斤量的にはインタークレバーの方が3.5キロ軽く、直線に向いてからの叩き合いも本来であれば彼の方に分があるはずだ。しかしフジヤマケンザンは2頭の間にあるハンデなど全く感じさせずに伸び、一歩でも前に行こうとする。そして残り50mで遂にインタークレバーはフジヤマケンザンに後れを取り、そのままフジヤマケンザンはゴール坂へ。重賞3勝目を強い競馬で飾って見せた。

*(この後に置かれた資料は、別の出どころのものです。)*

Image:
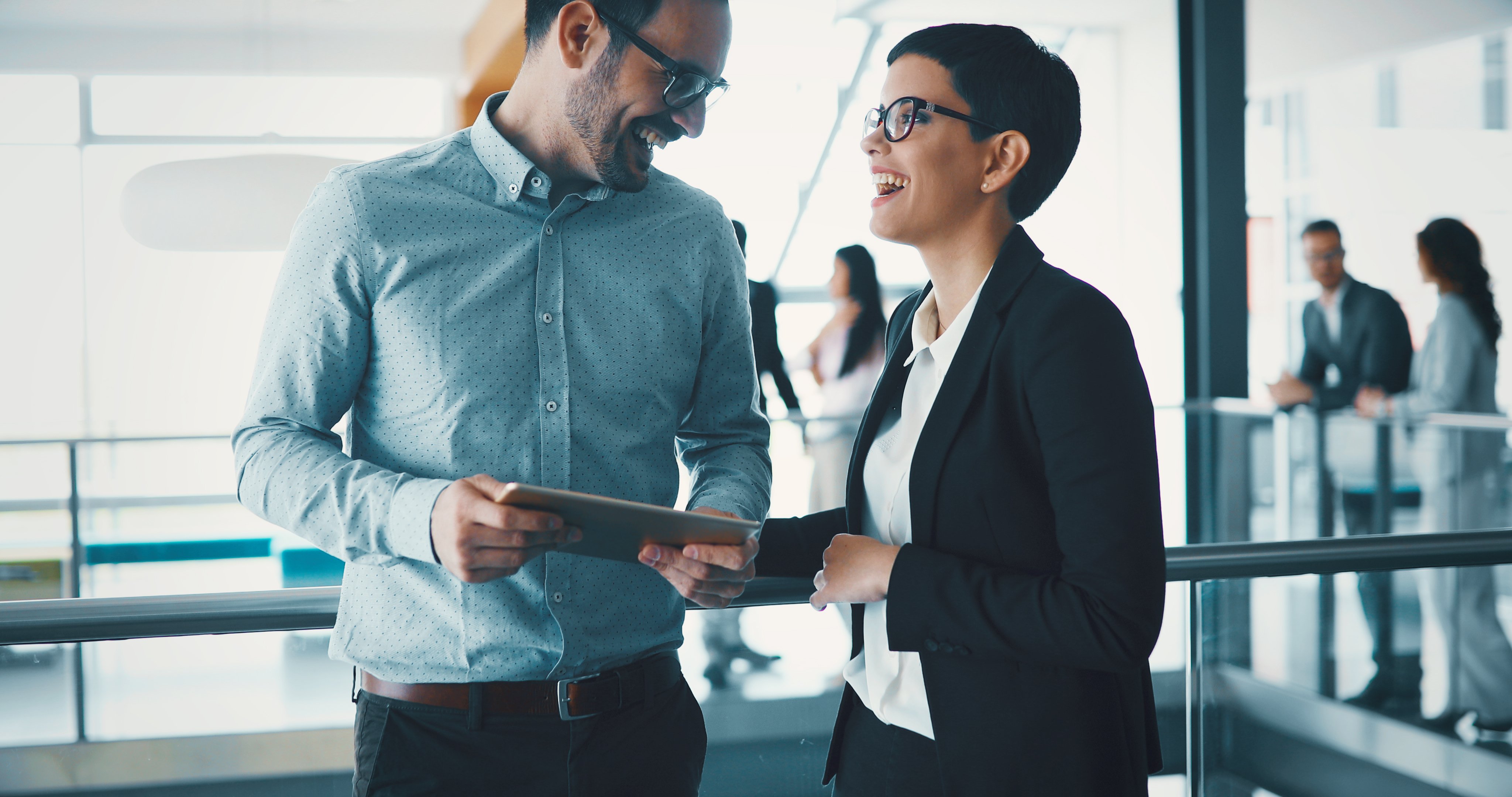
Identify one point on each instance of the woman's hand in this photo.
(856, 571)
(1372, 403)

この年の冬、3度目の香港遠征へとフジヤマケンザンは飛んだ。好スタートから3番手につけると、直線で逃げ粘るVenti quattro fogliを捉えて優勝。ハクチカラ以来36年ぶりとなる、日本調教馬による海外で開催された平地の重賞制覇という快挙を達成した。

現代、多くの日本馬が挑戦し、活躍している香港国際競走。その礎を作ったフジヤマケンザンが大きく羽ばたくきっかけとなったのは、七夕賞の勝利であった。

2005年 グラスボンバー・カナハラドラゴン

この年の七夕賞は10頭立てと小頭数。そんな年に7枠に入った2頭は、穴党ファンにとっては魅力的な2頭と言っていい、個性的な馬であった。

1頭目はグラスボンバー。父は世界中に活躍馬を送り出したMachiavellianで、母の父は名種牡馬Nureyevと、血統表には超良血馬が立ち並んでいる。ここまで地道に積み上げた実力が評価され、重賞初挑戦ながら3番人気に推されていた。

一方、2頭目のカナハラドラゴンはかなりムラ駆け気質のある馬で、人気のない時に激走し、人気のある時は凡走するという、ファンの頭を悩ませる戦績の持ち主だった。そしてこの日も、重賞3着の実績がありながらも7番人気。前年、同舞台で行われた福島記念で12着に敗れていたことも影響していたのかもしれないが、前述の戦績を踏まえると、この時点で好走しそうな雰囲気は漂っていた。

レースはマルタカキラリーが大逃げを打ち、1000m58.6秒というハイペース。この展開で7枠の2頭は後方から進め、勝負所で一気に捲って進出していった。しかし、早めに逃げ馬を捉えに行ったダイワレイダースとトーセンダンディが直線に向いた時点で抜け出しており、グラスボンバーとカナハラドラゴンも懸命に追うがその差は詰まらずゴールイン。それぞれ3,4着に敗れた。

だが、グラスボンバーはメンバー中最速となる上り3F・35.6秒で先団を急追しており、このメンバー相手でも十分に力は通用するところは見せていた。またカナハラドラゴンもグラスボンバーとは大きな差がなく、展開次第では好走しそうと思わせるには十分な結果。秋以降に向け、楽しみが増えるレース内容だった。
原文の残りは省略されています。